It was really interesting to listen to lots of very smart people trying to see how most effectively use mobile technology (smart phones, mobile apps, texting, etc) to encourage and promote healthy lifestyles - diet and exercise. The presentations ranged from slightly creepy, an application that can detect from headphones every time you are eating and log that information, to inspiring - using mobile applications to promote AIDS awareness and prevention; using mobile phone cameras to have students make little HIV PSAs in hours. The last one was courtesy of the University of Georgia's New Media Institute initiative Personal Media, Public Good. It is well worth checking out. Its Director Dr. Scott Shamp made an inspiring presentation.
However, as I was listening to 50+ speakers dealing with issues behind enabling people to constantly and consistently monitor their bodies, record their information and alter their behaviors, I couldn't help but wonder if the vision here is a state where nothing can or should exist outside of digital technology. We have been a subject to technology for a long time, so that's not new, but digitality introduces a new wave of thinking with and about technology: there is no value anymore in not knowing, not monitoring. Experience then is understood solely in terms of information that it can generate.

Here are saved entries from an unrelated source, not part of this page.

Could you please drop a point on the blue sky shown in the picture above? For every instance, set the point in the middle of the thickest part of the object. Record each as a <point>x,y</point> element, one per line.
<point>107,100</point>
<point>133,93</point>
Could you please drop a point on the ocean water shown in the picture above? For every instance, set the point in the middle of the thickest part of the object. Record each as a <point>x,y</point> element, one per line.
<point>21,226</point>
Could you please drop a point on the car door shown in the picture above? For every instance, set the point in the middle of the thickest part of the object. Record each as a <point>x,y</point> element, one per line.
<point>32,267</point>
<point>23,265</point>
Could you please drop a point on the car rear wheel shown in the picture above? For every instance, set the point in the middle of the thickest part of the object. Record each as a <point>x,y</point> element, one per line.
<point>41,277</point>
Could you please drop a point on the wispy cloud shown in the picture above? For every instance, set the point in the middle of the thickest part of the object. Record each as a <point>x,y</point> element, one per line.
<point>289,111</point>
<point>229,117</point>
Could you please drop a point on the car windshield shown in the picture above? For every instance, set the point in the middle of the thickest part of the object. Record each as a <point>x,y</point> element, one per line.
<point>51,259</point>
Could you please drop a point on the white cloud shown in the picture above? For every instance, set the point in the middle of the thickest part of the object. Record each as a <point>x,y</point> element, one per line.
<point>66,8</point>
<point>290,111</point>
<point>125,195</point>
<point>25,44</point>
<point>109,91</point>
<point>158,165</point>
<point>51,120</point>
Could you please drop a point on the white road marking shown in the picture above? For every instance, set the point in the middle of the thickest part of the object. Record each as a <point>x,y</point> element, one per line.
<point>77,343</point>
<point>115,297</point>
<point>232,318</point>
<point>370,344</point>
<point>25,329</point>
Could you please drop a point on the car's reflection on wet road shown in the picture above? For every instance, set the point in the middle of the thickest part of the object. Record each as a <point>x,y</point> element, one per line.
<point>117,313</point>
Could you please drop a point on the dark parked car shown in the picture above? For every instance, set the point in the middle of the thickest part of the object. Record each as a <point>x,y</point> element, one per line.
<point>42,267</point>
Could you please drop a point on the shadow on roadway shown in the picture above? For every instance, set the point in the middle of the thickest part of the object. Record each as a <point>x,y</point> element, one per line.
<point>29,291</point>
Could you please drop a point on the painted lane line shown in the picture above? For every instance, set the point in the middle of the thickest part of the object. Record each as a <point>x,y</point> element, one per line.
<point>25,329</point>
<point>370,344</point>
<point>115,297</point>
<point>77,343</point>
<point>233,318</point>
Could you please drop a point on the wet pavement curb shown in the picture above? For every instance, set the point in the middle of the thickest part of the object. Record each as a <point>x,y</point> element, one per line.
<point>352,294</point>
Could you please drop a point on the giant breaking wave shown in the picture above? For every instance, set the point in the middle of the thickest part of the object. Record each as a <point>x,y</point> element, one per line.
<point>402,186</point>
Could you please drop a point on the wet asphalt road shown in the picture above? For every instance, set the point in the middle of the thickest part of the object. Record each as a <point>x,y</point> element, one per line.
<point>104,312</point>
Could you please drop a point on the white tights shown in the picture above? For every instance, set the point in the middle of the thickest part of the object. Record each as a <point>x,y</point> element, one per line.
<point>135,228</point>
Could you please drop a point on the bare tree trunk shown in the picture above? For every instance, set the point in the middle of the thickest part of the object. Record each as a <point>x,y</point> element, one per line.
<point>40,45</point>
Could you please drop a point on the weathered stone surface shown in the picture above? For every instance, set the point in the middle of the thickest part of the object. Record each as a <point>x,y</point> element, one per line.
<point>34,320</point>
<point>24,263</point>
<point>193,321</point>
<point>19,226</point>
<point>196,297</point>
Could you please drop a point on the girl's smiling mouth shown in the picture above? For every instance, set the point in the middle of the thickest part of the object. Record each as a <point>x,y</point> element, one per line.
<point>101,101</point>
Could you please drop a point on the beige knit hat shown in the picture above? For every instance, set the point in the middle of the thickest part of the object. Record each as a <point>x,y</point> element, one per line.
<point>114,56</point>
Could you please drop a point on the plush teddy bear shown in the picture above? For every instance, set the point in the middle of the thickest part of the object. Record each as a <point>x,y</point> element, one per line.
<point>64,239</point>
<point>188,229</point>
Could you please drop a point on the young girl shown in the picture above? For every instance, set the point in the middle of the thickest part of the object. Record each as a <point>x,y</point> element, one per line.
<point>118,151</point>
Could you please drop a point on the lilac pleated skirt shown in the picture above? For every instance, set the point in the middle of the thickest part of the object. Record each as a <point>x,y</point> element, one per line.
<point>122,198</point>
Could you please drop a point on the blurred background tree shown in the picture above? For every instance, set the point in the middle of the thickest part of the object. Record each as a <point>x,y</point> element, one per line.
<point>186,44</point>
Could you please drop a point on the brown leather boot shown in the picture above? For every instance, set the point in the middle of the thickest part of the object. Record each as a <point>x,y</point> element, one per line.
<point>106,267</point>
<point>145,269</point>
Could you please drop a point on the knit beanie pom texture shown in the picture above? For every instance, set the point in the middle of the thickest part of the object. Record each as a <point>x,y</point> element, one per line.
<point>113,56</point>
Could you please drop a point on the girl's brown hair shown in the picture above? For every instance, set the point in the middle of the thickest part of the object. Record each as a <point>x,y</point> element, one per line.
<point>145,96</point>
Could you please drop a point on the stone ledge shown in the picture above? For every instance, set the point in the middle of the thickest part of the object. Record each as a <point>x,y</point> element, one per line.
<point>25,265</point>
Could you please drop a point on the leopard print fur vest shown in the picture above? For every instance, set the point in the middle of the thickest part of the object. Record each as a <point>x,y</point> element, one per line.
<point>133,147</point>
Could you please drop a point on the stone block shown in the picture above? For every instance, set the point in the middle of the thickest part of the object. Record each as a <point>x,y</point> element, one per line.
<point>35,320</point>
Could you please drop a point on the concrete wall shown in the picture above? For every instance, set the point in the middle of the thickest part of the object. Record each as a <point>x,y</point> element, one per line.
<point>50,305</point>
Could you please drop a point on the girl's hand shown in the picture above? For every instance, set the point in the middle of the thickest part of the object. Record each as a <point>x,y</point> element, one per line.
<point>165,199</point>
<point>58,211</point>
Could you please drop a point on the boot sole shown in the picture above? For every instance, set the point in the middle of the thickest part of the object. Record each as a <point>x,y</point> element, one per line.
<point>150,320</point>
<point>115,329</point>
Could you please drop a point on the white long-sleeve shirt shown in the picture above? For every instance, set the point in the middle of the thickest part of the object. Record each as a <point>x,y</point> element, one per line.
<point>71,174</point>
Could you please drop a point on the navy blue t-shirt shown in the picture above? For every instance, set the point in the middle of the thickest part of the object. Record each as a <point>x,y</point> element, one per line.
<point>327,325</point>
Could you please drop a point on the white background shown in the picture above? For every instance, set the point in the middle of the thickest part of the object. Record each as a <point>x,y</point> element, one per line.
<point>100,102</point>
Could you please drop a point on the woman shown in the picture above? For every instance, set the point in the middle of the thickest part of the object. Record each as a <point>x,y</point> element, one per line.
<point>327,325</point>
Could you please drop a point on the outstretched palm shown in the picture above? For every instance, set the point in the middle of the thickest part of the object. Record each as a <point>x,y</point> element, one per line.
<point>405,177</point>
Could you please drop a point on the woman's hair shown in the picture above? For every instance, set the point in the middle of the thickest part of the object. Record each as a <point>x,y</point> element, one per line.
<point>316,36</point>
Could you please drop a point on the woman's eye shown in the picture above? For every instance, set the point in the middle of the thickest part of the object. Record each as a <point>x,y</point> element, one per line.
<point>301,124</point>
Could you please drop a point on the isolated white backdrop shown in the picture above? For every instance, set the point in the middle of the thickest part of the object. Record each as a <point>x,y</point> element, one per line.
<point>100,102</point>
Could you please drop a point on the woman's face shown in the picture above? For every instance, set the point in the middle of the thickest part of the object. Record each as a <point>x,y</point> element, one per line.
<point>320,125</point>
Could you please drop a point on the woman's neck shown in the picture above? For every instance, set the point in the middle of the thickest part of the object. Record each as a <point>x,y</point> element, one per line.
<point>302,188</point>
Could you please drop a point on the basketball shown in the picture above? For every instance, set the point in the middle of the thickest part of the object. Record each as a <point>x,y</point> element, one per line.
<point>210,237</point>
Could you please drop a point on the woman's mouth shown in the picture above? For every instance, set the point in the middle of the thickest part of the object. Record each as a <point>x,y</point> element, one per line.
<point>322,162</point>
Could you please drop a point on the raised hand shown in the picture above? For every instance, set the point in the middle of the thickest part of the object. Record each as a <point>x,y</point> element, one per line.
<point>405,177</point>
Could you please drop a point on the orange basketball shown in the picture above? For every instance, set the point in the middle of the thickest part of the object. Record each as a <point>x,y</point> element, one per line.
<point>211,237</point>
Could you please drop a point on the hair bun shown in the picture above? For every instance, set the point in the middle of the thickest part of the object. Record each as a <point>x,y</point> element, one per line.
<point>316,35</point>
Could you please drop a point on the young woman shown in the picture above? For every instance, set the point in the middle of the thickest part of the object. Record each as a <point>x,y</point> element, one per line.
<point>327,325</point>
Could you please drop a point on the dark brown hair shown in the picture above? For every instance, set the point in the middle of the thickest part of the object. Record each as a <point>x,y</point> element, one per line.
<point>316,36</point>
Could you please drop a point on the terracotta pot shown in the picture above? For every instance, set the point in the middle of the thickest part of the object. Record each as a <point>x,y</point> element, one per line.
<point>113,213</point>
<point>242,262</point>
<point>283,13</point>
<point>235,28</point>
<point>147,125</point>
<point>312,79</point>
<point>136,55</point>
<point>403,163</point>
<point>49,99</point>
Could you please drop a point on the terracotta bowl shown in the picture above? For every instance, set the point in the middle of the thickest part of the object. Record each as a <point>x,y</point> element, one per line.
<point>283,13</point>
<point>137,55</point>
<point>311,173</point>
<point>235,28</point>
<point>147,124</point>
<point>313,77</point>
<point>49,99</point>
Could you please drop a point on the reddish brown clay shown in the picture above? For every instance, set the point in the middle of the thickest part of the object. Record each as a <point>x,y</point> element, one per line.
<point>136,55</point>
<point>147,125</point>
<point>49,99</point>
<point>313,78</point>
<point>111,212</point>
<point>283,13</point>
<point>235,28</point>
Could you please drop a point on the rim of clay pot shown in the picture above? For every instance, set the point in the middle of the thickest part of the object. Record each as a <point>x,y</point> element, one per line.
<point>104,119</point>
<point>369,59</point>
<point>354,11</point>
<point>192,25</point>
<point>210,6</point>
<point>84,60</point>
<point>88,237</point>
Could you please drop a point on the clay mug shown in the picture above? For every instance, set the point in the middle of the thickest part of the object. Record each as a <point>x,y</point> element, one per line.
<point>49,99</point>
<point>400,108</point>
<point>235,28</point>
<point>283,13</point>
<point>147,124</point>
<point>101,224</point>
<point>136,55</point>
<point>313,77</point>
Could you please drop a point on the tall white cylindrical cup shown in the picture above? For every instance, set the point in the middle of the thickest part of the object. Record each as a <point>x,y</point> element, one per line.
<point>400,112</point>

If the question that the conference wrestled with is how to keep people healthy then we must ask how mobile technology defines health. What does it mean to be healthy on your phone? And who profits and benefits from keeping people healthy? The idea seems to be is that the more we can push people into donating and monitoring information the healthier we will be. Behavior change then becomes about your social networks and the social world we live in. These are problematic issues that need to be addressed.